Ein Junge trat heraus und wischte sich die Hände an der Kochschürze ab. Er war etwas größer, strahlte aber eine unglaubliche Ruhe aus. 

"Qu'est-ce qu'il y a ?"  Er sprach zu schnell, als dass ich den Rest des Gespräches verstanden hätte. Seine braunen Augen fuhren über mich und dann nickte er. "Je te l'apporterai." 

Es musste etwas Gutes bedeuten, denn er huschte zurück in die Küche und der Junge neben mir führte mich zu einer Sitzecke schräg gegenüber der, auf dessen herausquellendem Schaumstofffüllung ich in die Verzweiflung geraten war. 

Ich konnte es kaum fassen. Ein Essen umsonst und ein trockener Platz, an dem ich die ganze Nacht bleiben konnte, bis ich mir morgen eine andere Mitfahrgelegenheit suchen würde. Mein Glück hatte mich nie verlassen, es hatte nur auf den richtigen Moment gewartet.

An dem Tisch saß bereits ein Mädchen, das sich in ihr Handy vertieft hatte. Ich wollte nicht, dass aus Mitleid ihr Date ruiniert wurde. Ich brauchte es nicht, schließlich hatte ich mir all das, ob gut oder schlecht, selber ausgesucht. 

Der Junge ließ sich gegenüber von ihr fallen. Sie blickte auf und musterte mich. Ihre Augen hatten denselben Farbton wie dieser Koch, Jules, doch im Gegensatz zu ihm wirkten sie stechend. Sie teilten sich den olivfarbenen Hautton, das dunkle Haare und das lange Gesicht. Ein Zufall?

"Jumeaux.", erklärte sie in diesem Moment. Der blonde Junge an ihrer Seite beugte sich vor und sagte etwas, was wieder zu rasch vor sich ging, als das meine begrenzten Französischkenntnisse es begreifen konnten.

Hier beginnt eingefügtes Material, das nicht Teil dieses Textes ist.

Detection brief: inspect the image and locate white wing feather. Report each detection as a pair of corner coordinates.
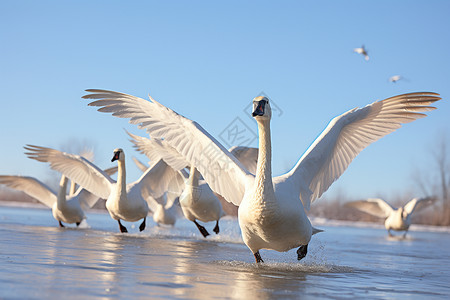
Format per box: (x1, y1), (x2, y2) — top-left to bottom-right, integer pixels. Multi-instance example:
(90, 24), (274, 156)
(280, 92), (441, 209)
(83, 90), (253, 205)
(403, 197), (437, 215)
(24, 145), (115, 199)
(0, 175), (56, 208)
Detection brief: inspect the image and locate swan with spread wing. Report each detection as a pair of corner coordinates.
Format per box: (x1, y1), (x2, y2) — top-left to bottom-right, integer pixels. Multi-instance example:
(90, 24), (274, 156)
(0, 167), (117, 227)
(345, 197), (437, 237)
(83, 90), (441, 263)
(25, 145), (180, 232)
(127, 132), (258, 237)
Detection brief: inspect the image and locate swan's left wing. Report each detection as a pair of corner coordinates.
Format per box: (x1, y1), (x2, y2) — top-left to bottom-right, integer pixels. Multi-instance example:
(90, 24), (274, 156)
(83, 90), (254, 205)
(403, 197), (437, 215)
(133, 156), (149, 172)
(73, 166), (118, 209)
(228, 146), (258, 174)
(280, 92), (441, 209)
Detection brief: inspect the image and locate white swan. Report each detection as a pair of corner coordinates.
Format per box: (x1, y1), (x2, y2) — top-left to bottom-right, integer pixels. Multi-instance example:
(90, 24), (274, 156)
(0, 170), (113, 227)
(127, 132), (258, 237)
(133, 157), (180, 226)
(345, 197), (437, 237)
(25, 145), (179, 232)
(353, 45), (369, 61)
(83, 90), (441, 262)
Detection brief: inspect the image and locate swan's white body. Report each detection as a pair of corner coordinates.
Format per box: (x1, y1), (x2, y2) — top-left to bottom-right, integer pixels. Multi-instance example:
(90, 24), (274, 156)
(0, 175), (103, 227)
(26, 145), (178, 232)
(83, 90), (440, 262)
(346, 197), (436, 236)
(353, 45), (369, 61)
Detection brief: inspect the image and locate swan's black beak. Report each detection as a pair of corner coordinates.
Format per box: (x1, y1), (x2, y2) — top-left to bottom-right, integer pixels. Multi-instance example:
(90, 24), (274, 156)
(111, 151), (120, 162)
(252, 100), (266, 117)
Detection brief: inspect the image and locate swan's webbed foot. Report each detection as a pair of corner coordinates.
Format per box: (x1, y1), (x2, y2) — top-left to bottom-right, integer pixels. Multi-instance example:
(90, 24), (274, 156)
(139, 218), (146, 231)
(194, 220), (209, 237)
(117, 220), (128, 232)
(213, 220), (220, 234)
(253, 251), (264, 264)
(297, 244), (308, 260)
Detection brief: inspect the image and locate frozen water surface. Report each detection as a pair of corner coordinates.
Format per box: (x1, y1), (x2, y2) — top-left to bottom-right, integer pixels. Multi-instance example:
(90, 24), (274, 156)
(0, 207), (450, 299)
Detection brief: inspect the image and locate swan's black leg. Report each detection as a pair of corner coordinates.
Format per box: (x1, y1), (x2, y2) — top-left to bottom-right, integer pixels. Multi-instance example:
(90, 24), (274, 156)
(213, 220), (220, 234)
(297, 244), (308, 260)
(139, 218), (146, 231)
(194, 220), (209, 237)
(253, 251), (264, 264)
(117, 220), (128, 232)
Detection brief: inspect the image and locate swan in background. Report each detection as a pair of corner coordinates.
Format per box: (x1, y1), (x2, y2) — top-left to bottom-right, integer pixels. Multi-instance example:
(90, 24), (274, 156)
(0, 167), (117, 227)
(83, 90), (441, 263)
(25, 145), (180, 232)
(345, 197), (437, 237)
(133, 157), (179, 226)
(353, 45), (369, 61)
(127, 132), (258, 237)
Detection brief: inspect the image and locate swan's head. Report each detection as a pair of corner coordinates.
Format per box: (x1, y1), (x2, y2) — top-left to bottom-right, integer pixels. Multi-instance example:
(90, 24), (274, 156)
(252, 96), (272, 120)
(111, 148), (125, 162)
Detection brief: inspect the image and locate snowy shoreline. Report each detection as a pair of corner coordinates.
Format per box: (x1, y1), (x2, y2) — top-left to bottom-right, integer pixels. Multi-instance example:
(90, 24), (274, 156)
(0, 200), (450, 233)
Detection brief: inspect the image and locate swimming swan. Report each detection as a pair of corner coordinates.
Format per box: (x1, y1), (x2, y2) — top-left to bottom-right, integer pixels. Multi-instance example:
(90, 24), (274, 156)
(0, 168), (117, 227)
(83, 90), (441, 263)
(25, 145), (179, 232)
(345, 197), (436, 237)
(127, 132), (258, 237)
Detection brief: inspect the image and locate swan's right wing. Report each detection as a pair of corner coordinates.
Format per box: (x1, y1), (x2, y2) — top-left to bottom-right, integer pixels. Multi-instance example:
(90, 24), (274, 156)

Sie verdrehte die Augen, eine Geste, die elegant an ihr wirkte, und klopfte auf den freien Platz neben sich. "Jules und Jade. Wir sind Zwillinge. Jetzt höre auf mich anzustarren und setze dich. Ich will die Geschichte auch hören."

Ich rutschte herüber, den Rucksack immer noch fest in der Hand. Sie warf einen neugierigen Blick darauf, fragte aber noch nicht danach. Der blonde Junge  streckte mir über den Tisch die linke Hand zu. "Louis. Wer bist du?"

Ich wünschte, ich hätte eine gute Antwort darauf gehabt. Ich wüsste es selbst zu gerne. Wer war ich?

Als die Stille zwischen uns zu lange wurde, brach ich sie und schüttelte seine Hand. "Grace.", antwortete ich, einzig, weil es so leicht auf der Zunge lag.